Serialization API
Class ComplexDataSerializer
supports data serialization of complex types
with lambdas, functions, member functions and large data arrays. In particular, the class supports out-of-band data serialization
for a set of pickle 5 protocol compatible libraries - pandas and NumPy, specifically pandas.DataFrame
, pandas.Series
and np.ndarray
types.
This class is used in case of serialization of compound objects with different unknown types, possibly large arrays.
Class SimpleDataSerializer
supports data serialization of simple data types.

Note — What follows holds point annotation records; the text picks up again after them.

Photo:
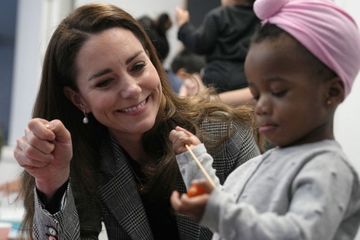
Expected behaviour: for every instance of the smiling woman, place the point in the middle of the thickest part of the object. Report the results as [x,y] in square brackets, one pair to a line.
[97,149]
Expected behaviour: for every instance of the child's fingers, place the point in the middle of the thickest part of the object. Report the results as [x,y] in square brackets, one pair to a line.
[175,200]
[178,128]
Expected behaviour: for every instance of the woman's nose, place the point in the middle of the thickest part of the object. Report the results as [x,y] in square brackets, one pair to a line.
[130,88]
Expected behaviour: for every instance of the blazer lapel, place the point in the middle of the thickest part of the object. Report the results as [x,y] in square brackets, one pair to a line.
[119,195]
[188,229]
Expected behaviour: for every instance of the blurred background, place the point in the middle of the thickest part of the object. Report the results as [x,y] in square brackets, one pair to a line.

Also, the class has an API for serialization of lambdas, functions, member functions (and uses cloudpickle
library for that purpose),
but with no performance optimization for large raw data. This class is used when exact object type is known for serialization and it doesn’t consist of large datasets.
API
- class unidist.core.backends.mpi.core.serialization.ComplexDataSerializer(buffers=None, buffer_count=None)
Class for data serialization/de-serialization for MPI comminication.
- Parameters:
buffers (list, default: None) – A list of
PickleBuffer
objects for data decoding.buffer_count (list, default: None) – List of the number of buffers for each object to be serialized/deserialized using the pickle 5 protocol.
Notes
Uses a combination of msgpack, cloudpickle and pickle libraries. Msgpack allows to serialize/deserialize internal objects of a container separately, but send them as one object. For example, for an array of pandas DataFrames, each DataFrame will be serialized separately using pickle 5, and all buffers will be stored in one array to be sent together. To deserialize it buffer_count is used, which contains information about the number of buffers for each internal object.

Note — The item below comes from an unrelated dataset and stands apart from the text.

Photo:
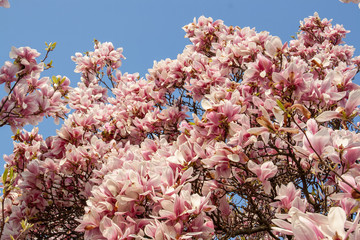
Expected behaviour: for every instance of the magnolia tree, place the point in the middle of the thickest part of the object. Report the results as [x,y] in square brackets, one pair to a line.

- _buffer_callback(pickle_buffer)
Callback for pickle protocol 5 out-of-band data buffers collection.
- Parameters:
pickle_buffer (pickle.PickleBuffer) – Pickle library buffer wrapper.
- _cpkl_encode(obj)
Encode with cloudpickle library.
- Parameters:
obj (object) – Python object.
- Returns:
Dictionary with array of serialized bytes.
- Return type:
dict
- _dataframe_encode(frame)
Encode with pickle library using protocol 5.
- Parameters:
data (object) – Pickle 5 serializable object (e.g. pandas DataFrame or NumPy array).
- Returns:
Dictionary with array of serialized bytes.
- Return type:
dict
- _decode_custom(obj)
De-serialization hook for msgpack library.

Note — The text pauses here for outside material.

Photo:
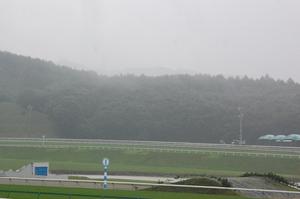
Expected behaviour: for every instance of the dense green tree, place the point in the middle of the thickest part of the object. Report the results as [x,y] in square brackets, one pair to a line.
[197,108]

It decodes complex data types the library couldn`t handle.
- Parameters:
obj (object) – Python object.
- _encode_custom(obj)
Serialization hook for msgpack library.
It encodes complex data types the library couldn`t handle.
- Parameters:
obj (object) – Python object.
- _pkl_encode(obj)
Encode with pickle library.
- Parameters:
obj (object) – Python object.
- Returns:
Dictionary with array of serialized bytes.
- Return type:
dict
- deserialize(s_data)
De-serialize data from a bytearray.
- Parameters:
s_data (bytearray) – Data to de-serialize.
- Returns:
Deserialized data.
- Return type:
object
Notes
Uses msgpack, cloudpickle and pickle libraries.
- serialize(data)
Serialize data to a byte array.
- Parameters:
data (object) – Data to serialize.
- Returns:
Serialized data.
- Return type:
bytes
Notes
Uses msgpack, cloudpickle and pickle libraries.
- class unidist.core.backends.mpi.core.serialization.SimpleDataSerializer
Class for simple data serialization/de-serialization for MPI communication.
Notes
Uses cloudpickle and pickle libraries as separate APIs.
- deserialize_cloudpickle(data)
De-serialization with cloudpickle library.
- Parameters:
obj (bytearray) – Python object.
- Returns:
Original reconstructed object.
- Return type:
object
- deserialize_pickle(data)
De-serialization with pickle library.
- Parameters:
obj (bytearray) – Python object.
- Returns:
Original reconstructed object.
- Return type:
object
- serialize_cloudpickle(data)
Encode with a cloudpickle library.
- Parameters:
obj (object) – Python object.
- Returns:
Array of serialized bytes.
- Return type:
bytearray
- serialize_pickle(data)
Encode with a pickle library.
- Parameters:
obj (object) – Python object.
- Returns:
Array of serialized bytes.
- Return type:
bytearray